La Banque d’Algérie : institution indépendante ou téléguidée ?

banque algérie

Les textes de loi et les statuts sont clairs : la Banque d’Algérie est une institution indépendante. Le Premier ministre, Abdelmalek Sellal en personne, le rappelait récemment. Cela dit, il est bien connu qu’il existe un fossé entre la théorie et la pratique en Algérie. Qu’en est-il réellement de l’autonomie et de la liberté d’action de l’institution monétaire nationale ?

Deux bruyants scandales, un silence assourdissant

Le monde de la finance a été ébranlé suite aux révélations du journal Le Monde, dimanche 8 février, sur l’existence d’un réseau mondial d’évasion fiscale et de blanchiment d’argent d’un total de 180 milliards d’euros, au centre duquel se trouve la filiale suisse du géant bancaire mondial HSBC. L’affaire « Swissleaks » nous apprend que 440 personnes liées à l’Algérie, dont 44 ont la nationalité, détiennent des comptes en Suisse, avec des avoirs cumulés estimés à plus de 671 millions de dollars. Ce scandale qui a fait réagir les gouvernements de nombreux pays concernés, n’a provoqué aucune réaction officielle des autorités algériennes. Ni les ministres, ni la Banque d’Algérie ne se sont exprimés sur le sujet.

Par ailleurs, les Douanes algériennes rapportaient récemment qu’une banque à capitaux étrangers, présente en Algérie, s’était rendue coupable du transfert illicite de 400 millions d’euros dans le cadre de ses activités de commerce extérieur. Une infraction gravissime qui porte préjudice à l’économie nationale. Pourtant, là encore, aucune réaction officielle des autorités.

Sur ces deux dossiers, la Banque d’Algérie est en première ligne, en tant que garante de la réglementation des changes, du contrôle des transferts en devises et du contrôle a posteriori des opérations de commerce extérieur.

Une réglementation « à la tête du client »

Par contre, la Banque d’Algérie et d’autres institutions, font semblant de ne pas voir certaines violations de la réglementation, qui se déroulent pourtant au vu et au su de tous.
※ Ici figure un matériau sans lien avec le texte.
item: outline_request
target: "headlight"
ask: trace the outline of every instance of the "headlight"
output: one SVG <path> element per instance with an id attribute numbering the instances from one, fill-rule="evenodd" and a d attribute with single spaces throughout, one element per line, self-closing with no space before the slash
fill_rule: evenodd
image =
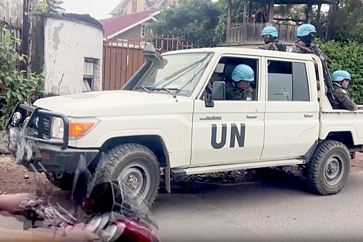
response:
<path id="1" fill-rule="evenodd" d="M 77 139 L 86 135 L 91 129 L 98 122 L 98 120 L 92 119 L 85 121 L 70 120 L 69 138 Z M 64 123 L 59 118 L 53 118 L 52 120 L 52 138 L 63 139 L 64 135 Z"/>
<path id="2" fill-rule="evenodd" d="M 71 121 L 69 123 L 69 138 L 77 138 L 84 136 L 96 124 L 96 122 Z"/>
<path id="3" fill-rule="evenodd" d="M 52 138 L 62 139 L 64 135 L 64 123 L 59 118 L 53 118 L 52 120 Z"/>

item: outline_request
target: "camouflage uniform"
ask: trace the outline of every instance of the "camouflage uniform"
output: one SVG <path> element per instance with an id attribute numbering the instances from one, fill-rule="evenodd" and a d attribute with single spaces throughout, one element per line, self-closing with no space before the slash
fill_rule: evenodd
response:
<path id="1" fill-rule="evenodd" d="M 334 100 L 330 99 L 333 109 L 348 109 L 355 111 L 359 109 L 354 102 L 351 99 L 348 90 L 344 89 L 337 83 L 333 84 Z"/>
<path id="2" fill-rule="evenodd" d="M 225 86 L 225 99 L 227 100 L 245 100 L 250 101 L 253 97 L 253 89 L 248 85 L 245 90 L 240 89 L 227 84 Z"/>
<path id="3" fill-rule="evenodd" d="M 313 50 L 310 48 L 301 46 L 297 43 L 291 46 L 288 52 L 300 54 L 313 54 Z"/>
<path id="4" fill-rule="evenodd" d="M 286 46 L 279 42 L 270 42 L 258 47 L 263 50 L 286 51 Z"/>

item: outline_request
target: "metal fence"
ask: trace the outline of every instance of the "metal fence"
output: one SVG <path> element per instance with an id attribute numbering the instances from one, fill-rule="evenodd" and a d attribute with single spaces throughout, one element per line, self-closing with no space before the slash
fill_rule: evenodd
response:
<path id="1" fill-rule="evenodd" d="M 145 41 L 153 44 L 158 55 L 193 48 L 192 44 L 185 44 L 179 38 L 169 35 L 104 41 L 102 90 L 120 90 L 144 64 L 142 48 Z"/>

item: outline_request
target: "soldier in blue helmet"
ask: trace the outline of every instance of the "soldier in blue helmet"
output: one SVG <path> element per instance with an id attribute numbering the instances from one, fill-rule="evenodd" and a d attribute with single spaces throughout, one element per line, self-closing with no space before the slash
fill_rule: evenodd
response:
<path id="1" fill-rule="evenodd" d="M 313 54 L 310 47 L 316 32 L 317 30 L 313 25 L 309 24 L 301 25 L 297 28 L 297 35 L 299 40 L 288 50 L 288 52 Z"/>
<path id="2" fill-rule="evenodd" d="M 334 100 L 330 99 L 329 101 L 333 109 L 351 111 L 359 109 L 348 91 L 348 86 L 351 80 L 351 74 L 346 71 L 336 71 L 332 75 L 332 80 Z"/>
<path id="3" fill-rule="evenodd" d="M 279 42 L 279 31 L 273 26 L 263 28 L 261 32 L 263 37 L 264 45 L 259 46 L 259 48 L 269 50 L 286 51 L 286 46 Z"/>
<path id="4" fill-rule="evenodd" d="M 232 85 L 226 86 L 226 99 L 250 101 L 253 89 L 250 83 L 254 80 L 254 73 L 251 67 L 245 64 L 238 65 L 232 73 Z"/>

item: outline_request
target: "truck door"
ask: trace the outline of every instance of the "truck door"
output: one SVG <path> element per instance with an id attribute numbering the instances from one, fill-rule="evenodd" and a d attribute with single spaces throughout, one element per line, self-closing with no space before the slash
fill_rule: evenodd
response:
<path id="1" fill-rule="evenodd" d="M 288 159 L 305 155 L 317 140 L 319 103 L 312 63 L 266 58 L 267 102 L 261 159 Z"/>
<path id="2" fill-rule="evenodd" d="M 236 164 L 259 160 L 263 145 L 264 102 L 260 101 L 261 58 L 225 56 L 213 73 L 217 80 L 232 82 L 234 67 L 245 64 L 254 72 L 254 100 L 214 100 L 207 107 L 203 98 L 195 101 L 191 167 Z M 219 70 L 218 70 L 219 69 Z"/>

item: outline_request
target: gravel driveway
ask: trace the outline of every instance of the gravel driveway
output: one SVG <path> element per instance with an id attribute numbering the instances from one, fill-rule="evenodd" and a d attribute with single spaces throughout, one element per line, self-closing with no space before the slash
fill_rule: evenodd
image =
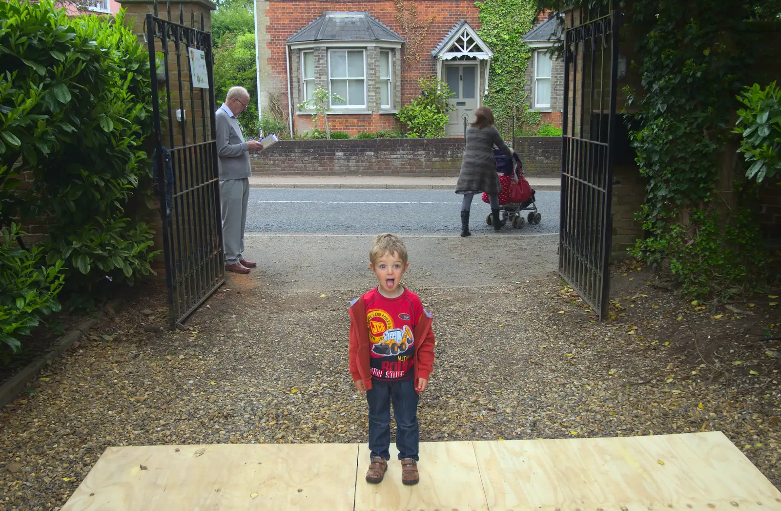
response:
<path id="1" fill-rule="evenodd" d="M 781 364 L 753 341 L 776 313 L 713 319 L 629 271 L 613 319 L 594 323 L 550 268 L 500 281 L 498 259 L 465 285 L 410 278 L 437 338 L 422 441 L 721 430 L 779 486 Z M 231 276 L 180 332 L 143 331 L 162 320 L 162 289 L 137 289 L 3 409 L 0 509 L 58 509 L 109 445 L 366 441 L 347 367 L 347 306 L 366 288 L 339 276 L 298 288 Z M 751 339 L 733 345 L 739 332 Z M 694 344 L 703 358 L 693 338 L 709 343 Z"/>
Quid du « Square Port Saïd », bureau de change sauvage en plein cœur d’Alger, « aux portes » d’institutions symboliques comme le Parlement ou… la Banque d’Algérie ?

Sachant se montrer strictes avec les citoyens lambda qui font sortir des devises du pays , pour des vacances ou des études à l’étranger par exemple, ou avec certaines entreprises exportatrices pour le rapatriement des devises, les institutions en charge de faire respecter la réglementation (comme la Douane et la Banque d’Algérie) se montrent laxistes et magnanimes avec les grands fraudeurs, les importateurs qui surfacturent et certaines personnes proches du pouvoir.

Comment expliquer autrement que des individus puissent acheter des biens immobiliers valant plusieurs centaines de milliers d’euros hors du territoire national, alors que le commun des Algériens n’a droit qu’à l’équivalent de 15 000 dinars d’allocation touristique annuelle. Cette aberration crée une inégalité entre les Algériens : ceux dont on tolère les fraudes, pour des raisons obscures, d’une part et ceux à qui la loi s’applique dans toute sa rigueur, d’autre part.

Enfin, il semble donc légitime de se demander si la Banque d’Algérie est réellement indépendante. Le « deux poids, deux mesures » observé dans l’application de la réglementation tend à illustrer le fait que cette institution répond à des injonctions politiques, son action étant limitée aux questions secondaires et muselée dès lors qu’il s’agit de dossiers « sensibles ».